Processo nº 0000000-00.0000.0.00.0000

CASTELINHO TRANSPORTES LTDA , já qualificada nos autos do MANDADO DE SEGURANÇA que move em face de ato coator do DELEGADO DA RECEITA FEDERAL DO BRASIL EM PIRACICABA , sendo a pessoa jurídica que este integra e exerce atribuições pertinentes a UNIÃO FEDERAL, já qualificada, processo em epígrafe, vem, respeitosamente à presença de Vossa Excelência, por seus advogados abaixo assinados, atendendo ao Despacho ID (00)00000-0000, publicado em 19/01/2021, nos termos do artigo 1.023, § 2º, do Código de Processo Civil, manifestar-se sobre os EMBARGOS DE DECLARAÇÃO opostos pela impetrada no ID (00)00000-0000.

I - TEMPESTIVIDADE

A manifestação aos embargos de declaração deve ser apresentada no prazo de 05 dias, conforme disposto no art. 1023, § 2º, do CPC.

Isto posto, tempestiva a presente manifestação, tendo em vista que o Despacho determinando a intimação da embargada para se manifestar foi publicado no dia 21 de janeiro de 2021, de modo que ainda não finalizou a contagem de prazo para protocolo desta manifestação.

II - SÍNTESE DO RECURSO

A embargante havia interposto Recurso de Apelação em face da sentença proferida em primeira instância, a qual, acertadamente, julgou PROCEDENTES os pedidos da impetrante, concedendo a segurança para determinar a exclusão do ICMS da base de cálculo do PIS e da COFINS. O órgão colegiado negou provimento à Apelação.

Isto posto, a embargante opôs Embargos de Declaração alegando que o Acórdão não se manifestou sobre a possibilidade de suspensão do feito em razão da pendência de julgamento dos Embargos de Declaração opostos pela União nos autos do RE nº 00.000 OAB/UF, ação em que se fixou a tese de Repercussão Geral.
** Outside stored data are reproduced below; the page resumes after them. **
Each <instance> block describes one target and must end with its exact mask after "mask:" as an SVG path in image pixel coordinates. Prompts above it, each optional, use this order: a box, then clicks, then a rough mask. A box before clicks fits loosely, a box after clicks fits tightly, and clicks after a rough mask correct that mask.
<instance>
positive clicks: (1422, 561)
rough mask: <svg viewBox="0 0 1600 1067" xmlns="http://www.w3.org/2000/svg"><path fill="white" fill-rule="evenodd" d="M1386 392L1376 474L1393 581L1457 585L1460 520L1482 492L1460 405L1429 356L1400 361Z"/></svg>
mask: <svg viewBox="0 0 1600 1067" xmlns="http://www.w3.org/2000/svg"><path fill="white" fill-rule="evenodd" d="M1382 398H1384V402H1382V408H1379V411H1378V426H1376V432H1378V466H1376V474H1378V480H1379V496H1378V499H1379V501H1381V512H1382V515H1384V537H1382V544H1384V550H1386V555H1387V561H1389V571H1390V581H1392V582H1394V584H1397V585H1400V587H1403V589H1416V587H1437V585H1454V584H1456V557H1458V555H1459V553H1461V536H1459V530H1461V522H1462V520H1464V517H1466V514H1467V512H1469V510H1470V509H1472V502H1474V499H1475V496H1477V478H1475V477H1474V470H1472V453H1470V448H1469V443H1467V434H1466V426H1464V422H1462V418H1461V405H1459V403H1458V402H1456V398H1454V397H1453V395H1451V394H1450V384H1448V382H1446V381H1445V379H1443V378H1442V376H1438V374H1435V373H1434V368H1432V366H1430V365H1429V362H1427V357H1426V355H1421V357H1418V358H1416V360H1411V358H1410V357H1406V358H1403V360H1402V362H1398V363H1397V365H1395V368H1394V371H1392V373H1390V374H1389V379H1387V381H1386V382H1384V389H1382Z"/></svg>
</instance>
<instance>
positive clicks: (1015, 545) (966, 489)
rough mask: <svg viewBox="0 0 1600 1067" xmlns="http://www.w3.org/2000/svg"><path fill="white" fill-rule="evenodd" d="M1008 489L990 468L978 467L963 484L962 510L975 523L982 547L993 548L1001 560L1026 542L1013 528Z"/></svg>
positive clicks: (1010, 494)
Além disso, a União alegou que o caso dos autos não se amolda ao entendimento firmado pelo STF no julgamento do RE nº 240.785. Ao final, a União, novamente, pugnou pela suspensão do feito.

O Acórdão ora embargado, acertadamente, rejeitou os Embargos de Declaração, entendendo que a parte apenas buscou a revisão do julgado, o que não é possível em sede de embargos de declaração.

Insatisfeita, a União, novamente, vem interpor Embargos de Declaração, com o intuito de prequestionamento de matéria, alegando que o

Acórdão inovou processualmente ao deferir a exclusão do ICMS destacado em nota fiscal.

Além disso, requereu que o Acórdão esclarecesse qual o ICMS deve ser excluído da base de cálculo do PIS/COFINS, fixado como o "ICMS destacado", alegando que neste ponto a decisão fere o art. 93, XI, da Constituição Federal e os artigos 11 e 489, II, do CPC.

Em outra ponta da questão, alega que houve ofensa aos artigos 10, 141, 490 e 492 do CPC, sob o argumento de que o Acórdão, de forma isolada, definiu o critério de cálculo do montante a ser subtraído da base de cálculo do PIS e da COFINS, requerendo que fosse excluída do Acórdão a referência a qualquer critério de cálculo concernente ao ICMS dedutível da base de cálculo do PIS e da COFINS.

III - DO NÃO CABIMENTO DOS EMBARGOS

Consoante ao disposto no art. 1022 do CPC, cabem embargos de declaração contra qualquer decisão judicial com o intuito de:

I - Esclarecer obscuridade ou eliminar contradição;

II - Suprir omissão de ponto ou questão sobre o qual devia se pronunciar o juiz de ofício ou a requerimento;

III - Corrigir erro material.

No caso em tela, verifica-se que todas as hipóteses acima mencionadas estão ausentes, de modo que os embargos declaratórios interpostos pela parte impetrada são incabíveis.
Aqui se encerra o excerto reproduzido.